All surfaces were dewatered with several passes of ethanol on cotton swabs. This was deemed sufficient and more environmentally sound than employing a solvent bath system.

Coating

Once dried fully, the tools were coated with Senson Marine Guard for their journey back to Perth, where the coating will be assessed by custodians and can be removed easily with methylated spirits if it is deemed unsuitable for their purposes. Senson’s manufacturing facility is located in W.A. which also supports sustainability if the mint decide to source a bulk amount of the material to continue the mass conservation treatment.

After treatment

And the winner is…conservation or industry?

As conservators, the ultimate goal is to provide access to objects amongst other benefits to custodians whilst upholding ideals of preservation and maintaining professional integrity through ethical and risk-averse decision making and practices (AICCM 2002).
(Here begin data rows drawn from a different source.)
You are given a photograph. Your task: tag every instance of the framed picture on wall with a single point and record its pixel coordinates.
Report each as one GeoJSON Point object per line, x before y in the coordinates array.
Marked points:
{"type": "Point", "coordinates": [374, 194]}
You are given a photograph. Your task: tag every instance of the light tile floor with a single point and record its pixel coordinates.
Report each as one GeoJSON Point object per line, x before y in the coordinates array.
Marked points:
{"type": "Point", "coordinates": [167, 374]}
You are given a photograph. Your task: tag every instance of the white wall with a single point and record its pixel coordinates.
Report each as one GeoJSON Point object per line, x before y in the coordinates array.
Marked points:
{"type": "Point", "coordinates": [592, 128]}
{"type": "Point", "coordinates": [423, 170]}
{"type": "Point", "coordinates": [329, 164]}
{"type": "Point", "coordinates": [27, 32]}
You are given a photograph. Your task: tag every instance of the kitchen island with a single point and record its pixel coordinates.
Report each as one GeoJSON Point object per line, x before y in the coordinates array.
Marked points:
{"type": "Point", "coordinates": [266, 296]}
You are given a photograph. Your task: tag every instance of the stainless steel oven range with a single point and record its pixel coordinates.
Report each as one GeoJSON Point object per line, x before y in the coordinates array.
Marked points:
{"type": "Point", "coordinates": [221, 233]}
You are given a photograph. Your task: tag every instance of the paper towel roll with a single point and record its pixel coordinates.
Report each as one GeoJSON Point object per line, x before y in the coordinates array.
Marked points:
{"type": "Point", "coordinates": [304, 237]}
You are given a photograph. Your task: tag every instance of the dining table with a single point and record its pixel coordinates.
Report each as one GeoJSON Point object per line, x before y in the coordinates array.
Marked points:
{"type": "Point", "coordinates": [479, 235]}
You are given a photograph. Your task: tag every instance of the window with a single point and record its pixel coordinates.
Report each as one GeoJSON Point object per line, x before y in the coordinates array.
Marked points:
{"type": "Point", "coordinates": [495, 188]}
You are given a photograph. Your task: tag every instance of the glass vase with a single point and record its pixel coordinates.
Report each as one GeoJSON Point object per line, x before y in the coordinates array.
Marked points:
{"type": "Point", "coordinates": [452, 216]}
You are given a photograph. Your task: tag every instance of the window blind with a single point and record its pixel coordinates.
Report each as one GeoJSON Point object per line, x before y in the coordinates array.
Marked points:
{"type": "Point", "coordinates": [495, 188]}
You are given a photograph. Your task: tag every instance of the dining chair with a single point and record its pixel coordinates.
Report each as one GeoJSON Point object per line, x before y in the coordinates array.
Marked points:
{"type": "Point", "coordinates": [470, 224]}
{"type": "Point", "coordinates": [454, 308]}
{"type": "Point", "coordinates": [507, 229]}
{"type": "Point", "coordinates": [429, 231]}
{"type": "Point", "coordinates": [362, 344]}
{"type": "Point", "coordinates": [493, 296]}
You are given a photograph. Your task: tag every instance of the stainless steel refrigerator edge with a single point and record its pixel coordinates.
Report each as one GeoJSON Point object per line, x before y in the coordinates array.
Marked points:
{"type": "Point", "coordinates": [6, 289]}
Requiring a highly interventive treatment methodology to meet the custodians wishes to restore a high-value, newly minted aesthetic, revealing the important technical specification and saving the objects from the scrap heap is a treatment that would push most conservators outside of their professional comfort zone. The artist engravers at the Mint are enthusiastically implementing recommendations made throughout this treatment regarding coatings and ideal storage and they hope to continue engagement with the wider conservation community to ensure that their collections continue to be a viable cultural ­heritage asset for the Perth Mint in years to come.

All photos by Claire Rowson, ©2018 The Perth Mint.

Acknowledgements:

Thanks to the Perth Mint for generously allowing access to their objects and collections for this treatment. The author also acknowledges Jenny Dickens for her advice regarding metal conservation methodologies and her general expertise in the field of objects conservation. Thanks always to the Grimwade Centre for Cultural Materials Conservation, its faculty and fellow second-year students.

References:

AICCM 2002, Code of Ethics and Code of Practice, AICCM, Viewed 25 March 2017, https://aiccm.org.au/sites/default/files/docs/AICCMBusinessDocs/CODE%20OF%20ETHICS%20AND%20CODE%20OF%20PRACTICE%20Australian%20Institute%20for%20Conservation%20of%20Cultural%20Material.pdf

GoldCorp 1999, A Century of Minting Excellence: The history of Australian coin production at the Perth Mint, GoldCorp Australia, Perth.

GoldCorp 2018, ’Custom Minting Brochure’, Goldcorp Australia, Perth, viewed online 10 March 2018, https://www.perthmint.com/documents/Perth_Mint_Custom_Minting_Brochure.pdf?_ga=2.60151919.357689791.1521271231-1656347546.1521271231&_ga=2.60151919.357689791.1521271231-1656347546.1521271231

Zumdahl, S and Zumdahl, S 2007, Chemistry: Seventh Edition, Houghton Mifflin Company, USA.

Horie, C. 1987, Materials for Conservation: Organic Consolidants, Adhesives and Coatings, Butterworths, London.

Logan, J 1986, ‘Recognizing Active Corrosion’, Canadian Conservation Institute.

Watkinson, D. (2010) ‘Preservation of metallic cultural heritage.’ In Richardson J. A. et al.(eds.) Shrier’s corrosion, volume 4, Elsevier, Amsterdam.

Logan, J 1987, ‘Care and Cleaning of Iron’, Canadian Conservation Institute.